Given the information vacuum and poor history, it does take some faith to invest in TAXA. However, just as there is a place for Wendy’s to thrive in the cut-throat fast food business, we believe there is room for TAXA to do well in the commoditized tax preparation business. An investment here would be predicated on these pillars:

a.) There are clear reasons why the stock is likely to be mispriced today

b.) Governance is now fixed and all of the key actors are now aligned

c.) While the range of numerical outcomes is wide, the opportunity set is intuitively huge for both PE and public investors

d.) Win-win outcomes in either the blue pill or red pill scenarios, should one be willing to stomach low liquidity and price choppiness for a while

Due to its OTC status, acquiring a significant shareholding in TAXA may be difficult, though we would expect periodic news flow to create various windows of opportunity.
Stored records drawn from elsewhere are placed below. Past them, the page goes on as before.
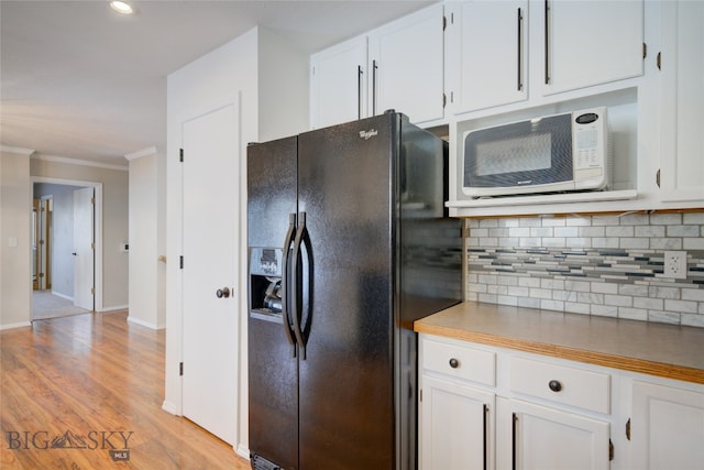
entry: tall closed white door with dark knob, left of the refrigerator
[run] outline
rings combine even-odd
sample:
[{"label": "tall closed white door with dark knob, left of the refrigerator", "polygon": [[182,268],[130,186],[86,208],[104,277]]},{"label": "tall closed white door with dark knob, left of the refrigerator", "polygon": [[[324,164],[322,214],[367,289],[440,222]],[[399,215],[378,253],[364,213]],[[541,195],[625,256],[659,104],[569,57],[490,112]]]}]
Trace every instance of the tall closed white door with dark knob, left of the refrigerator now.
[{"label": "tall closed white door with dark knob, left of the refrigerator", "polygon": [[229,444],[238,422],[238,109],[183,123],[183,413]]}]

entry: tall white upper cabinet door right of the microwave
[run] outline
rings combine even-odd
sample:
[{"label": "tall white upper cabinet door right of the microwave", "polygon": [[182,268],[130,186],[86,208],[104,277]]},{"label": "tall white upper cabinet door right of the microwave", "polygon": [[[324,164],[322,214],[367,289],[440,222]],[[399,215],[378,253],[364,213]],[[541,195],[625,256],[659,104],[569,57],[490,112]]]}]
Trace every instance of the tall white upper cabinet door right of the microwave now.
[{"label": "tall white upper cabinet door right of the microwave", "polygon": [[704,2],[662,2],[660,188],[704,200]]}]

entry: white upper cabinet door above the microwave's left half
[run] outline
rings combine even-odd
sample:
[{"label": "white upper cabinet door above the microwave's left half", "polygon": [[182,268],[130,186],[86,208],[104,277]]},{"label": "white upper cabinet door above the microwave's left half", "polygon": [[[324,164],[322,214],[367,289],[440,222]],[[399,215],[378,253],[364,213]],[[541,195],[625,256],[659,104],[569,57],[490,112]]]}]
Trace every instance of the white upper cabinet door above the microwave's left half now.
[{"label": "white upper cabinet door above the microwave's left half", "polygon": [[468,111],[528,97],[528,0],[448,3],[449,108]]}]

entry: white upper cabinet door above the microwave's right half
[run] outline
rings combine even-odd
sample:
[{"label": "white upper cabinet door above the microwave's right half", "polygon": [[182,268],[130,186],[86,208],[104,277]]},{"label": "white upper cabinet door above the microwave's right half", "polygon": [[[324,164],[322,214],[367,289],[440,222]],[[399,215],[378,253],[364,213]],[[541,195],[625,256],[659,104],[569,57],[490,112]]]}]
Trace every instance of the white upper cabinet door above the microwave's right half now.
[{"label": "white upper cabinet door above the microwave's right half", "polygon": [[641,0],[541,3],[543,95],[642,75]]}]

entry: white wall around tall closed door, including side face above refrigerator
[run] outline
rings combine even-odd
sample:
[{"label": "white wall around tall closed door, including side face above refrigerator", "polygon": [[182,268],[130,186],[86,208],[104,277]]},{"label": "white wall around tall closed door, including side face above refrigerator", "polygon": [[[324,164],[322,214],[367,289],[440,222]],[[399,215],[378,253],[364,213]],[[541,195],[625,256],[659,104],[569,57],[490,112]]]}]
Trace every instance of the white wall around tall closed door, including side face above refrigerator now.
[{"label": "white wall around tall closed door, including side face above refrigerator", "polygon": [[[295,134],[308,129],[308,56],[292,50],[276,34],[254,29],[168,76],[166,152],[166,373],[164,409],[182,414],[178,363],[183,359],[183,291],[178,260],[182,254],[182,175],[178,150],[180,124],[219,105],[240,101],[240,266],[246,292],[246,144]],[[211,188],[204,188],[210,190]],[[208,230],[208,228],[204,228]],[[237,450],[246,457],[248,369],[246,295],[240,295],[239,425]]]}]

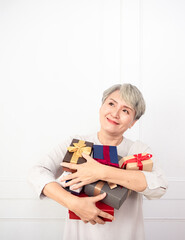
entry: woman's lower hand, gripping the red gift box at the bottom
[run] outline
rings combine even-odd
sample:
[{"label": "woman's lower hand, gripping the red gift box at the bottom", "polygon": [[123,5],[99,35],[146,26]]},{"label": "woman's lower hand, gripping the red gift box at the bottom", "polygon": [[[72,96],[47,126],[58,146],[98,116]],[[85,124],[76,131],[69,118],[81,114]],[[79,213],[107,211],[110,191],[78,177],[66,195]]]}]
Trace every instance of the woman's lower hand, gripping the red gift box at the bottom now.
[{"label": "woman's lower hand, gripping the red gift box at the bottom", "polygon": [[109,213],[103,212],[96,207],[95,203],[105,198],[106,193],[97,195],[95,197],[82,197],[75,201],[71,210],[78,215],[84,223],[90,222],[91,224],[105,224],[103,218],[114,220],[114,217]]}]

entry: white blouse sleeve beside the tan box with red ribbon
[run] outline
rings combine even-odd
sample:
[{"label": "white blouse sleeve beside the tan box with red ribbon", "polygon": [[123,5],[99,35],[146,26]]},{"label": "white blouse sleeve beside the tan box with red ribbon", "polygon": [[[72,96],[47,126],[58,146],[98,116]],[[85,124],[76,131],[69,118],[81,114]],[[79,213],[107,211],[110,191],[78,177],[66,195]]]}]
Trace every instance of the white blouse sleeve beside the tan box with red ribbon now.
[{"label": "white blouse sleeve beside the tan box with red ribbon", "polygon": [[135,148],[134,154],[147,152],[153,155],[152,172],[142,171],[146,178],[147,188],[140,193],[143,194],[147,199],[158,199],[166,193],[166,190],[168,188],[167,179],[165,177],[163,170],[159,166],[157,158],[152,153],[152,150],[146,145],[141,144],[140,142],[139,143],[137,142],[137,145],[138,146]]}]

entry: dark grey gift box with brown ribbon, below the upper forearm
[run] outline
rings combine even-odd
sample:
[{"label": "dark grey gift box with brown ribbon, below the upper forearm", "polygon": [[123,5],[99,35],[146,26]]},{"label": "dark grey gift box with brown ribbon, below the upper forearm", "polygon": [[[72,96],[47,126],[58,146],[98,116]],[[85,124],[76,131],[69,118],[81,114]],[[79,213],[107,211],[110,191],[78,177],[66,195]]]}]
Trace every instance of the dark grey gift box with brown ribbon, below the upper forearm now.
[{"label": "dark grey gift box with brown ribbon, below the upper forearm", "polygon": [[115,209],[119,209],[126,200],[129,190],[119,185],[114,189],[110,189],[107,182],[97,181],[84,186],[84,192],[88,196],[95,196],[106,192],[106,197],[101,201]]}]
This is a good sized position for us, but we have been using today's liquidity to accumulate more shares, despite the jump. Shares are likely to drift after the initial bout of announcement related trading, so we would expect more opportunities for patient investors to graze into a position.

Selected Risks

- If they take the red pill, TAXA goes back into OTC purgatory for a while and your mark-to-market may get dinged, not to mention having no liquidity. However, relisting is probably 3-6 months away, given financials should be current very soon. It may then take a clean tax prep season after things have been fixed (ie. April 2020) for the company to trade to its proper value. Accounting problems could still arise, but it is not clear the risk here would be worse than any other public company. Also, for now, it does not look like TAXA intends to pay out the juicy dividends it did before it was delisted.
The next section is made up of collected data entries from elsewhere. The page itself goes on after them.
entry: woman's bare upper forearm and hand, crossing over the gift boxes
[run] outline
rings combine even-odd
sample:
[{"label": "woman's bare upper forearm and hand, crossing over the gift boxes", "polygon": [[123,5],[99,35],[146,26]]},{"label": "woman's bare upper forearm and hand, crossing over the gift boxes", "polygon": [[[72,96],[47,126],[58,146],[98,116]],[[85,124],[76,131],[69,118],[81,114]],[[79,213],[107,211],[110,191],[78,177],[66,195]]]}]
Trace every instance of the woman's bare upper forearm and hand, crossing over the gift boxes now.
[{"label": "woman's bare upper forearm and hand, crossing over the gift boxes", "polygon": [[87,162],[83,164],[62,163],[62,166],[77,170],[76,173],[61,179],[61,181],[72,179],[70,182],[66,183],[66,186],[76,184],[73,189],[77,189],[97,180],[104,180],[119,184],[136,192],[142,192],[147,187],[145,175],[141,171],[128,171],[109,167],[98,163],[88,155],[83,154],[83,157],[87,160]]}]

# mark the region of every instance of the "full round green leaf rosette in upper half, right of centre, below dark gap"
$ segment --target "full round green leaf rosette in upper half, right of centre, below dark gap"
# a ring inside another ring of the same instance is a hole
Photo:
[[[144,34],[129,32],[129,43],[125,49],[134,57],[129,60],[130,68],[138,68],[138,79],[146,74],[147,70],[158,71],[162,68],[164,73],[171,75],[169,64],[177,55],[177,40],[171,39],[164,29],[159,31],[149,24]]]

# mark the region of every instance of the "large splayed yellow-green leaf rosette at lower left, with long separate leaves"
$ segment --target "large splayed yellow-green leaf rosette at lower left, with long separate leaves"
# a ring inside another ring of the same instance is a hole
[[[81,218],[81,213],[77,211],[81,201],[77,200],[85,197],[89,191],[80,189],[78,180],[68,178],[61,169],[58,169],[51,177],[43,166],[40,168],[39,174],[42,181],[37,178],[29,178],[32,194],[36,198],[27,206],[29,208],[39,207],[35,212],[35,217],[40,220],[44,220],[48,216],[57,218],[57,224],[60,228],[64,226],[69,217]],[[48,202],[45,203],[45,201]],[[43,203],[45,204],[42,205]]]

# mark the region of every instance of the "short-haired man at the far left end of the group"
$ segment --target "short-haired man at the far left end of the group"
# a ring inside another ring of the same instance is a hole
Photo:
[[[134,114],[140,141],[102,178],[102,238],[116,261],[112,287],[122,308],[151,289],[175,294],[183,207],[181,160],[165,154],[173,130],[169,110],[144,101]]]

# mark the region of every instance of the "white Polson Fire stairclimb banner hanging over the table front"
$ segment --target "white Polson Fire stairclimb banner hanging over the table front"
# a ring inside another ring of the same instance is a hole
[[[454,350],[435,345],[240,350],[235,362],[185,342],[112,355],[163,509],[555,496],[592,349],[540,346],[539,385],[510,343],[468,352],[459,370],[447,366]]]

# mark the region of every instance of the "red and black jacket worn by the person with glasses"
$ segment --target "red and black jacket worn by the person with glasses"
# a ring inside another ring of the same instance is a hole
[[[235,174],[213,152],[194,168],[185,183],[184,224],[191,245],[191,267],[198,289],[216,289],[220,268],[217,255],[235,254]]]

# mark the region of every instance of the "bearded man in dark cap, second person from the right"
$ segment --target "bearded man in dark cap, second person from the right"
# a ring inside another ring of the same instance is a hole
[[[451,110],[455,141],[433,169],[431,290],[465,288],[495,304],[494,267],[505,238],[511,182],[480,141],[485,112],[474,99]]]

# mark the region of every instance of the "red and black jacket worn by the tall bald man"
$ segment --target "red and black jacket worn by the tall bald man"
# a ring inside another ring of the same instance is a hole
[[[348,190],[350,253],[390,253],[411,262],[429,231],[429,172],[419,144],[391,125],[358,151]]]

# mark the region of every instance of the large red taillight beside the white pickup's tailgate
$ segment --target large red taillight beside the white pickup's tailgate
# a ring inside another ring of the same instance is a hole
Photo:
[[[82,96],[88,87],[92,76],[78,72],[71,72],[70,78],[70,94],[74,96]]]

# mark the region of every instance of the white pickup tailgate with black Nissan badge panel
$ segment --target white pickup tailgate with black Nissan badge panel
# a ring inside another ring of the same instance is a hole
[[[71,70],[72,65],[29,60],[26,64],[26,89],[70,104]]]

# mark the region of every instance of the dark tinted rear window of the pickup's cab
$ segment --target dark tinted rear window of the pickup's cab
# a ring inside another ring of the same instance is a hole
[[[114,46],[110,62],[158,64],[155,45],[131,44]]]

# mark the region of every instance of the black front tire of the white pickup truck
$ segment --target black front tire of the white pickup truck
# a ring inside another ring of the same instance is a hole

- The 2018 tax year will be the first under Trump’s new tax program. Should overwitholding be far lower than in prior years (ie. refunds are small because of W4 peculiarities), the golden goose that is the refund add-on products would likely be unattractive to clients, crushing profitability. GAO work and Wall Street analyst estimates give us some comfort that things will not have changed for the worse next year. Similarly, we are comfortable with the risk of disintermediation due to online self-preparation, free e-file, etc.

- Various federal and state regulatory agencies squint hard and shake their fists at the add-on products. Should they decide to change the rules, as they have in the past, it could devastate margins. In 2016, a swath of TAXA franchisees were shut down for filing fraudulent tax forms. This is not a business run by boy scouts, and headline problems or criminal/civil liabilities could arise.

- CEO and CFO are legacy Liberty Tax executives picked by the now exiled founder. Not clear at all how capable they are, though the CEO runs her own (we assume) highly successful TAXA franchise. We would assume the new owners would throw them out if they do a bad job, but this would slow any value realization in the shares.

I do not hold a position with the issuer such as employment, directorship, or consultancy.
I and/or others I advise hold a material investment in the issuer's securities.